De manera semejante, el
culto privado y público del Corazón de Dios hecho hombre transfigura nuestro
ejercicio de las virtudes morales, iluminadas por su actuar y por sus ejemplos.
Él mismo es la vía que ilumina nuestro caminar virtuoso hacia el Padre y hacia
la imitación de sus perfecciones: la Vía luminosa e iluminadora.

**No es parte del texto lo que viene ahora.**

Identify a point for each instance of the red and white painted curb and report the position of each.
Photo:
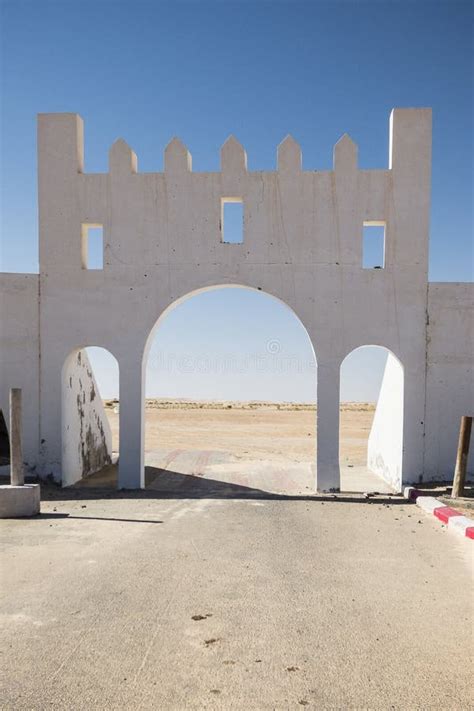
(455, 521)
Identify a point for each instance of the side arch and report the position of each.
(385, 442)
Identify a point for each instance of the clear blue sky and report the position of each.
(260, 70)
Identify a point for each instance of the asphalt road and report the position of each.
(221, 603)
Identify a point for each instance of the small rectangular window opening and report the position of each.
(92, 247)
(232, 221)
(373, 248)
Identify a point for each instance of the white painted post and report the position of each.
(328, 476)
(17, 476)
(131, 473)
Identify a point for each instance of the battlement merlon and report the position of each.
(68, 197)
(61, 144)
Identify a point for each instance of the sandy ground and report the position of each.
(255, 446)
(282, 433)
(124, 602)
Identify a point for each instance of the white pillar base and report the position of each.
(19, 501)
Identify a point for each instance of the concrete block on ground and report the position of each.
(19, 501)
(459, 524)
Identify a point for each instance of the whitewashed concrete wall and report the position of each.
(450, 375)
(302, 244)
(19, 355)
(86, 433)
(385, 447)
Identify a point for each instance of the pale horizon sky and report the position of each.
(147, 71)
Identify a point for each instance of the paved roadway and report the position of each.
(233, 603)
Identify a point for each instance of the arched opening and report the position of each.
(4, 444)
(230, 396)
(89, 418)
(371, 421)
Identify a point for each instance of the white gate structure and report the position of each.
(302, 243)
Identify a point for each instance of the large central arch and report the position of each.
(217, 287)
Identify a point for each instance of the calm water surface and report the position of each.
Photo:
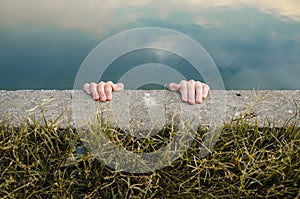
(255, 44)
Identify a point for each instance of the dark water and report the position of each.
(254, 45)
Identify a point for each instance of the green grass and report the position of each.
(247, 162)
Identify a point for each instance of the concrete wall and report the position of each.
(146, 109)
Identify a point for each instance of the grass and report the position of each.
(247, 162)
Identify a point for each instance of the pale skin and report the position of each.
(192, 92)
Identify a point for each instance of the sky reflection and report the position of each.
(254, 43)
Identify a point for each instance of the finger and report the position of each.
(100, 89)
(199, 92)
(108, 90)
(174, 87)
(205, 89)
(93, 90)
(183, 91)
(86, 88)
(191, 91)
(118, 87)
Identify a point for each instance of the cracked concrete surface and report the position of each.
(140, 109)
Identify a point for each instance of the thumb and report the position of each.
(174, 87)
(118, 87)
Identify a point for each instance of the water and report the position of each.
(254, 44)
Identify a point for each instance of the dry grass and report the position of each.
(247, 162)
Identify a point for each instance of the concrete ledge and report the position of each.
(147, 109)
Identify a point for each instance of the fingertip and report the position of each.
(174, 87)
(86, 88)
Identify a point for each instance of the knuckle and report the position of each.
(192, 81)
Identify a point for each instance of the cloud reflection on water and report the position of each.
(253, 42)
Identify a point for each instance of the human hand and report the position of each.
(103, 90)
(188, 90)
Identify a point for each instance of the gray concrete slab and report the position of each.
(140, 110)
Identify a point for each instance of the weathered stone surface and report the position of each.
(153, 109)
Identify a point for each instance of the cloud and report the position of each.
(98, 16)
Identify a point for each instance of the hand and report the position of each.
(103, 90)
(188, 90)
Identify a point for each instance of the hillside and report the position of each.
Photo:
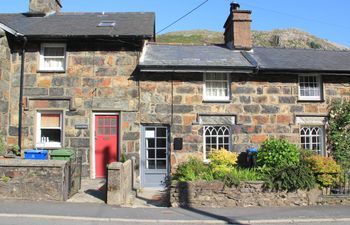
(284, 38)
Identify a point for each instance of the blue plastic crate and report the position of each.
(36, 154)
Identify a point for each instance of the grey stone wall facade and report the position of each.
(98, 78)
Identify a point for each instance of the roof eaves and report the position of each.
(303, 70)
(201, 69)
(10, 30)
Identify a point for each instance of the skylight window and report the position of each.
(106, 23)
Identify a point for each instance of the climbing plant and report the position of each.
(339, 133)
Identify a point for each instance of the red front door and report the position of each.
(106, 142)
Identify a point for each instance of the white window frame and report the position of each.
(319, 136)
(39, 143)
(318, 86)
(216, 128)
(42, 57)
(216, 98)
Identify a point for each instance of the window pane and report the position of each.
(161, 164)
(151, 164)
(161, 143)
(151, 153)
(54, 51)
(50, 135)
(161, 132)
(50, 120)
(161, 153)
(150, 143)
(53, 63)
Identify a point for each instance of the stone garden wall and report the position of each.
(34, 180)
(264, 105)
(249, 194)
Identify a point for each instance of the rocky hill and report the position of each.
(284, 38)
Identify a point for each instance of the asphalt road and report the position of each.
(37, 213)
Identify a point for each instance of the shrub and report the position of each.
(223, 157)
(326, 170)
(3, 148)
(339, 135)
(278, 153)
(290, 178)
(192, 170)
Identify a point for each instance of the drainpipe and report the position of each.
(20, 106)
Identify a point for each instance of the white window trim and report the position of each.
(314, 121)
(217, 98)
(205, 159)
(322, 150)
(42, 57)
(311, 98)
(38, 142)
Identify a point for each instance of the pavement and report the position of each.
(95, 213)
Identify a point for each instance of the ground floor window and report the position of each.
(49, 130)
(216, 137)
(312, 138)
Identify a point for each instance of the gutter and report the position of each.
(11, 31)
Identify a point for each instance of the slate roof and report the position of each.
(81, 24)
(161, 57)
(301, 59)
(191, 58)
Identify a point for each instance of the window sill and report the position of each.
(310, 100)
(51, 71)
(216, 101)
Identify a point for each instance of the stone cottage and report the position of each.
(96, 82)
(235, 96)
(66, 81)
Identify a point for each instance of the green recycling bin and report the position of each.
(62, 154)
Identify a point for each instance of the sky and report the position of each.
(323, 18)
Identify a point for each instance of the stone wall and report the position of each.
(34, 179)
(119, 183)
(248, 194)
(264, 105)
(98, 78)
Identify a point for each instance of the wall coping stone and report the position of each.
(32, 163)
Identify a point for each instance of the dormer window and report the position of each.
(53, 57)
(310, 87)
(106, 23)
(216, 87)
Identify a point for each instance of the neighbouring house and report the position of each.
(66, 81)
(235, 96)
(97, 83)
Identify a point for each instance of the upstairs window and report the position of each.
(309, 87)
(215, 138)
(53, 57)
(49, 130)
(216, 87)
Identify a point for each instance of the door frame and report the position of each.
(93, 143)
(143, 149)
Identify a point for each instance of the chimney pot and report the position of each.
(237, 28)
(44, 6)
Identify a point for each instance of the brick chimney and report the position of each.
(44, 6)
(237, 28)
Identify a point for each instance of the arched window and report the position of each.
(312, 139)
(216, 137)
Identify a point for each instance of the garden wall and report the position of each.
(34, 179)
(248, 194)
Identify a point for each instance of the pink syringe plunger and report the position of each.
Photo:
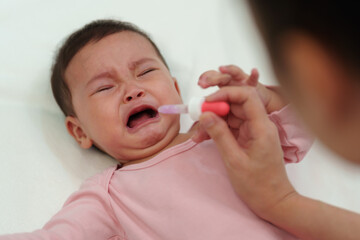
(196, 107)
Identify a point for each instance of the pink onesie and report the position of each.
(182, 193)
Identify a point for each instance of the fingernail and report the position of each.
(207, 121)
(223, 67)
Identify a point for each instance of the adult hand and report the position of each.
(250, 147)
(232, 75)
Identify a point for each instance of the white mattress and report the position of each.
(41, 165)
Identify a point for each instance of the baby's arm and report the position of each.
(87, 214)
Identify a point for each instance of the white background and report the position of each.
(41, 165)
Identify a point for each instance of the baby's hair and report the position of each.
(335, 24)
(92, 32)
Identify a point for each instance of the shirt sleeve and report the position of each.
(295, 140)
(87, 214)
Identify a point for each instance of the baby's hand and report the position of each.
(232, 75)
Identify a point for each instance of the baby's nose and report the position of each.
(133, 94)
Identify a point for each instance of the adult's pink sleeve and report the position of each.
(87, 214)
(295, 140)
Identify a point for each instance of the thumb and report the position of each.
(219, 131)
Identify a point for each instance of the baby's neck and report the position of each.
(178, 139)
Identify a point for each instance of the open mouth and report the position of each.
(141, 115)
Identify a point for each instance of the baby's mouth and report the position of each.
(141, 115)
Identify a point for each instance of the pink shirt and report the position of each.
(182, 193)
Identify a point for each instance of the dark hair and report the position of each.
(335, 24)
(93, 31)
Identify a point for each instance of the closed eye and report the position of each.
(103, 89)
(147, 71)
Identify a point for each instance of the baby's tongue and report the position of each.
(138, 119)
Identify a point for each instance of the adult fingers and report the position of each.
(219, 131)
(251, 105)
(213, 78)
(235, 72)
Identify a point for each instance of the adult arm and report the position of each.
(254, 161)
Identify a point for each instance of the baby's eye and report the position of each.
(103, 89)
(147, 71)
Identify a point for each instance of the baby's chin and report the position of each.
(149, 144)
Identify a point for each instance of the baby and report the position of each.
(109, 78)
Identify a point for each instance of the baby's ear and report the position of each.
(75, 130)
(176, 85)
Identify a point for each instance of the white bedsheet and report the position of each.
(41, 165)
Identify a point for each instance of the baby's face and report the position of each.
(117, 84)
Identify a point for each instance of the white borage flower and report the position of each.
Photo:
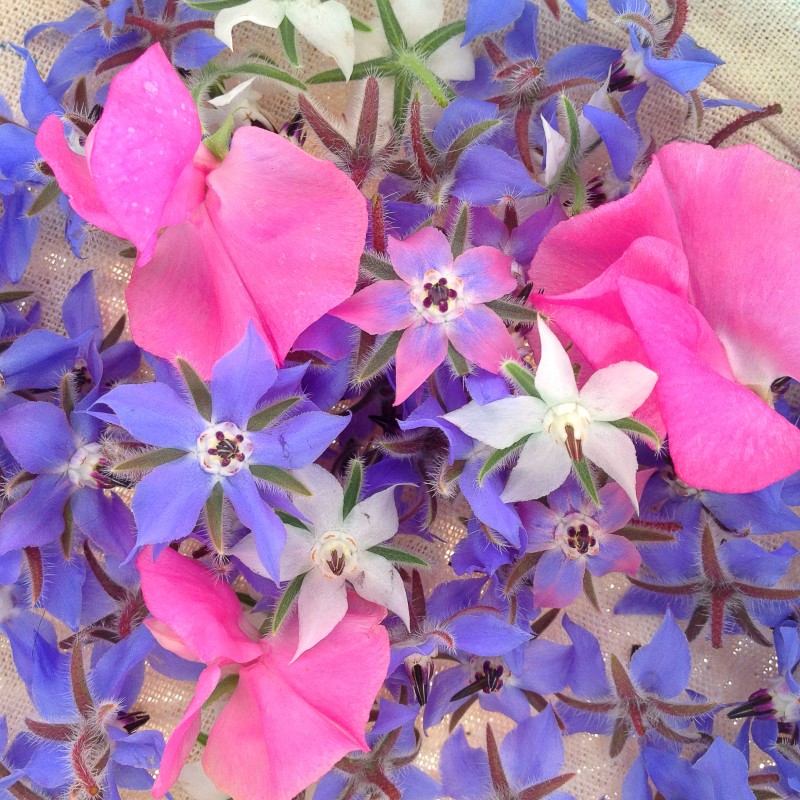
(326, 25)
(335, 550)
(562, 427)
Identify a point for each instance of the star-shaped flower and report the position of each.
(558, 427)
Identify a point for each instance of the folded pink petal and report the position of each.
(422, 348)
(146, 137)
(198, 608)
(380, 308)
(288, 723)
(413, 256)
(482, 337)
(184, 737)
(737, 214)
(718, 430)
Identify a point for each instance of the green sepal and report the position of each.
(587, 479)
(378, 361)
(214, 517)
(513, 311)
(49, 194)
(265, 416)
(214, 5)
(458, 361)
(219, 143)
(520, 377)
(378, 267)
(459, 238)
(466, 138)
(432, 41)
(286, 601)
(213, 73)
(290, 519)
(397, 556)
(497, 458)
(289, 41)
(639, 428)
(352, 490)
(13, 296)
(280, 477)
(391, 27)
(197, 388)
(150, 460)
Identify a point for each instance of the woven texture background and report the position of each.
(760, 43)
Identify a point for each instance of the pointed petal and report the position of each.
(616, 391)
(234, 399)
(168, 501)
(482, 338)
(380, 583)
(613, 451)
(201, 610)
(542, 467)
(501, 423)
(423, 346)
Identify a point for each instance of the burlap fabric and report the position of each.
(760, 43)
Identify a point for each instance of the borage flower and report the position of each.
(560, 426)
(227, 252)
(333, 551)
(288, 720)
(436, 301)
(217, 446)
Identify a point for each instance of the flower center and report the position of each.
(82, 469)
(568, 424)
(577, 535)
(223, 449)
(440, 298)
(335, 553)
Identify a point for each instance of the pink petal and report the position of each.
(198, 608)
(147, 136)
(737, 215)
(578, 250)
(289, 723)
(422, 348)
(184, 737)
(722, 437)
(73, 176)
(293, 226)
(426, 249)
(481, 337)
(486, 273)
(379, 308)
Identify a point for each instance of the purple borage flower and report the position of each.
(642, 700)
(219, 444)
(571, 534)
(437, 301)
(525, 766)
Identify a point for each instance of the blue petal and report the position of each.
(268, 531)
(488, 16)
(168, 501)
(80, 310)
(241, 378)
(620, 141)
(38, 517)
(464, 770)
(664, 664)
(297, 441)
(485, 633)
(39, 437)
(534, 751)
(17, 234)
(156, 415)
(485, 175)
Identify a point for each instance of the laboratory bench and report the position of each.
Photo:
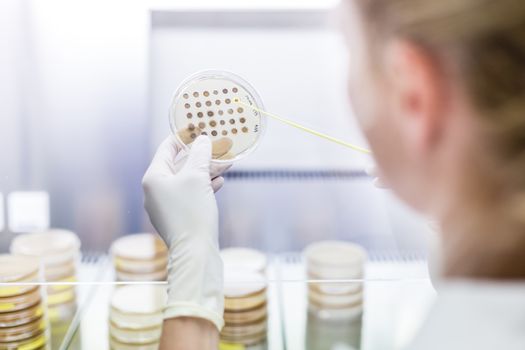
(397, 293)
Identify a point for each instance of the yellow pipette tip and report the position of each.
(304, 128)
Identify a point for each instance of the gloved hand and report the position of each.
(180, 201)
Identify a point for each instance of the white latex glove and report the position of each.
(180, 201)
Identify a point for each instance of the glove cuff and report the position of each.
(185, 309)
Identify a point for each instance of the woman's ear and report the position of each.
(417, 95)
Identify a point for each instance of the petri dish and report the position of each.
(245, 330)
(218, 104)
(20, 269)
(245, 340)
(146, 266)
(63, 271)
(125, 312)
(22, 332)
(61, 297)
(243, 289)
(247, 316)
(139, 246)
(20, 302)
(335, 301)
(335, 288)
(62, 312)
(53, 246)
(39, 341)
(335, 314)
(117, 345)
(138, 277)
(334, 254)
(244, 258)
(17, 318)
(135, 336)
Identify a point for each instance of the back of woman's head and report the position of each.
(484, 42)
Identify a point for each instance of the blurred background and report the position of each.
(84, 93)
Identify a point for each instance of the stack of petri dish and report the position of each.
(245, 297)
(343, 264)
(59, 253)
(140, 257)
(136, 325)
(23, 322)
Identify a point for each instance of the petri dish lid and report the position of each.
(245, 330)
(20, 302)
(16, 268)
(117, 345)
(245, 316)
(37, 342)
(17, 318)
(24, 331)
(244, 258)
(335, 301)
(152, 299)
(218, 104)
(139, 246)
(334, 254)
(53, 246)
(135, 336)
(160, 275)
(240, 283)
(249, 340)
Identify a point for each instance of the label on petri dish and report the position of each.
(28, 211)
(2, 217)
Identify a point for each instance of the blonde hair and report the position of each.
(485, 40)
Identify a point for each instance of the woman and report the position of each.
(439, 88)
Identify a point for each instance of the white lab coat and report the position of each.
(469, 315)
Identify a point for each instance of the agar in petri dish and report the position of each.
(192, 98)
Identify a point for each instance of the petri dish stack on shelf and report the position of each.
(23, 322)
(59, 252)
(335, 261)
(245, 298)
(135, 317)
(140, 257)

El culto tributado al amor
humano y divino de Jesús por el mundo fortifica sin cesar el coraje necesario
para mantener y cumplir el “proyecto espiritual” (8) en el contexto de las
heridas infligidas al hombre moderno por una civilización industrial y post
industrial que tiende a despersonalizarlo y a alienarlo, reduciéndolo al nivel
de un objeto de mercancía.
El culto del Corazón de
Cristo viene aquí en auxilio de la persona, ayudándolo a cultivar su propia
identidad: el “Yo” humano es un sujeto que ha sido amado en su pasado, es
actualmente amado y sabe que lo será por Aquél cuyo amor domina y unifica el
pasado, el presente y el futuro. La permanente y creciente consciencia de estar
envuelto por este Amor trascendente facilita la imitación de las virtudes que
Él mismo ejerció durante su vida terrestre, inclusive que hasta el pasado tiende
a sumergir el pasado. Porque el sujeto humano encuentra en su relación con el
Corazón de Cristo la fuerza y el dinamismo queridos para preparar y desafiar el
porvenir. Ve en Él un maestro de confianza y de amor audaz.
En esta vía iluminativa,
la imitación de Cristo es inseparablemente testimonio rendido a Cristo, bajo la
influencia del Espíritu de Verdad y de las gracias sacramentales de la
confirmación. Por medio de ellas, el Espíritu del Corazón de Jesús habla de Él,
actúa por Él, suscita el deseo de ofrecerle los sufrimientos y las alegrías de
la vida cotidiana.
1 Cf. P. Ricoeur, De
l’interpretation, París 1965, p. 478: “los mismos símbolos son portadores de
dos vectores; representan nuestra infancia, exploran nuestra vida adulta.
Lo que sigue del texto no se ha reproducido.